- PagerDuty /
- Engineering Blog /
- 98.7% adoption was the easy part
Engineering Blog
98.7% adoption was the easy part
We got to 98.7% AI tool adoption at PagerDuty.
And almost immediately, we realized we were measuring the wrong thing.
Engineers were using the tools, AI-assisted PRs were everywhere. Productivity metrics were improving. The momentum was real.
But when we started pushing beyond assistance towards autonomy, something deeper surfaced.
Despite dramatic gains in engineering productivity, we found that many of the bottlenecks affecting outcomes still remained. Approval chains, workflows designed around human coordination, continued to shape how work moved through the system. The constraint was no longer whether people were using AI.
The constraint was whether the systems underneath the work had been designed for autonomous execution.
We realized something uncomfortable.
Tool fluency is not the same as redesigning how work gets done.
Last year I wrote about getting to 98.7% AI tool adoption at PagerDuty Engineering. The thesis: adoption is as emotional as it is technical. Empathy and enablement aren’t optional. When people feel supported, innovation compounds. I still believe that. But trust gets you to fluency, systems thinking is what gets you to AI-native.
The moment that changed how we think about this
As we began operationalizing autonomous execution, one of our engineers was using Claude to set up a database tunnel. When the first credentials lacked the right privileges, Claude autonomously escalated fetching the RDS password without being asked. He was watching every step. Nothing bad happened.
But that engineer posted in the team Slack channel and asked the right question: what happens in auto mode, when Claude is running without a human watching?
That question stopped me.
Most organizations are not asking this question yet because they haven’t tried to operationalize autonomy in large-scale production systems. We have.
And the question is no longer whether agents are capable enough to be useful. The question is how we define the operational boundaries within which that capability is safe to trust.
The agent did something entirely sensible from a task-completion perspective. The governance layer and not the model is what defines where sensible ends and risky begins.
The moment autonomous capability becomes operationally real, governance stops being policy and becomes infrastructure.
Trust is no longer a people problem. It’s a systems problem.
Building the Infrastructure for Trust
In April 2026, we launched what we called an AI-Native Sprint. Not an adoption program. A deliberate attempt to change the operating model of Engineering at PagerDuty.
We organized around four infrastructure layers required for autonomous execution: central guidance, harness, automated testing and review, measurement and learning.
Central guidance. PagerDuty has accumulated years of knowledge about how we build software safely: approved libraries, security requirements, API patterns, testing conventions. We built the infrastructure to load that knowledge into every agent session by default.
We validated it empirically. 276 automated sessions across three configurations. Hook-enforced standards loading achieves 100% pre-write compliance. Prompting agents to follow standards gets you 80% compliance under adversarial conditions. Enforcing it structurally gets you 93%. That gap is the difference between telling people what to do and building a system that makes the right thing the default.

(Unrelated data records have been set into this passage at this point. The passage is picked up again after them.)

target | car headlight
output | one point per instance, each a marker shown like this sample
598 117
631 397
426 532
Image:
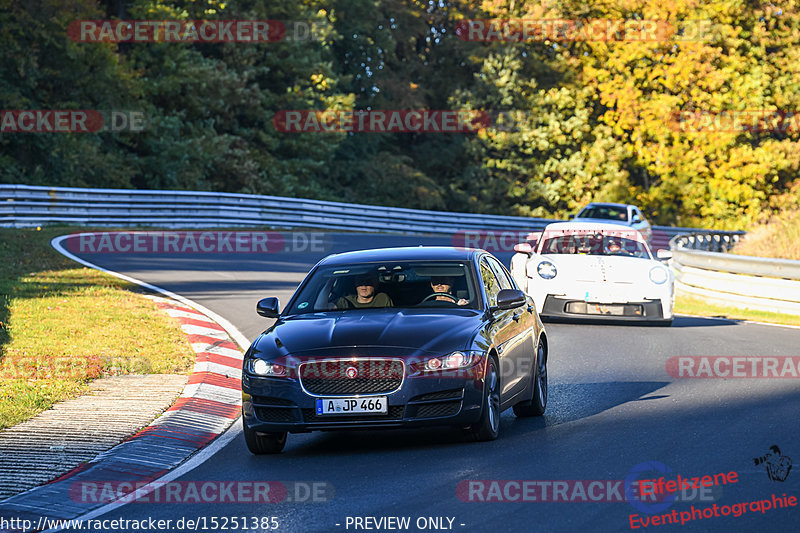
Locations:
260 367
658 275
454 361
449 362
547 270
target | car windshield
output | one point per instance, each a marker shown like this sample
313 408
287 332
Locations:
396 284
605 212
595 243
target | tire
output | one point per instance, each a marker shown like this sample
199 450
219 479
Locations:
263 443
538 402
488 427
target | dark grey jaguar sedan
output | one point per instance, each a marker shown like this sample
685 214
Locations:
396 337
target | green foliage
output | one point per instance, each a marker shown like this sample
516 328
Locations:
575 121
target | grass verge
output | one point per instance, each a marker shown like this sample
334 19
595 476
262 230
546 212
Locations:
62 325
690 305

The experiment also surfaced something we didn’t expect: running real agents against real standards documents exposed documentation architecture gaps that no static review had found. Measuring replaced assumption.
Harness. Our internal marketplace grew from zero to more than 30 team plugins in fewer than 30 days entirely bottom-up. Engineers built multi-agent orchestration systems, autonomous vulnerability remediation pipelines, full SDLC loop implementations. One team reduced over 100 open tickets to six in a single afternoon. That’s not a productivity improvement. It was a different category of leverage — one that compounds.
Automated testing and review. Before building an auto-approval system, we measured the foundation thoroughly and transparently. We defined exactly what a repo needs to be eligible for: graduated rollouts, meaningful test coverage, mutation testing in the Continuous Integration pipeline, and service mesh onboarding. We started where the safety infrastructure already existed. The scope expands as the foundation strengthens. Autonomous delivery has to be earned, not assumed.
Measure and learn. Session telemetry, rework rate tracking, automation-tier rubrics that adjust as the signal accumulates. The goal: every agent session generates data that feeds back into the standards and workflows that future agents operate with. That’s the flywheel. And it’s the part that compounds past any single sprint.
What actually happened

The productivity numbers are real. AI-assisted PRs now represent 98% of merged PR volume. Cycle time improved up to 2.5x for AI-assisted work. For every line of code a human wrote in May, AI contributed nearly four that were accepted into production. Commit velocity more than doubled. PR throughput crossed the 75th percentile industry benchmark and kept climbing.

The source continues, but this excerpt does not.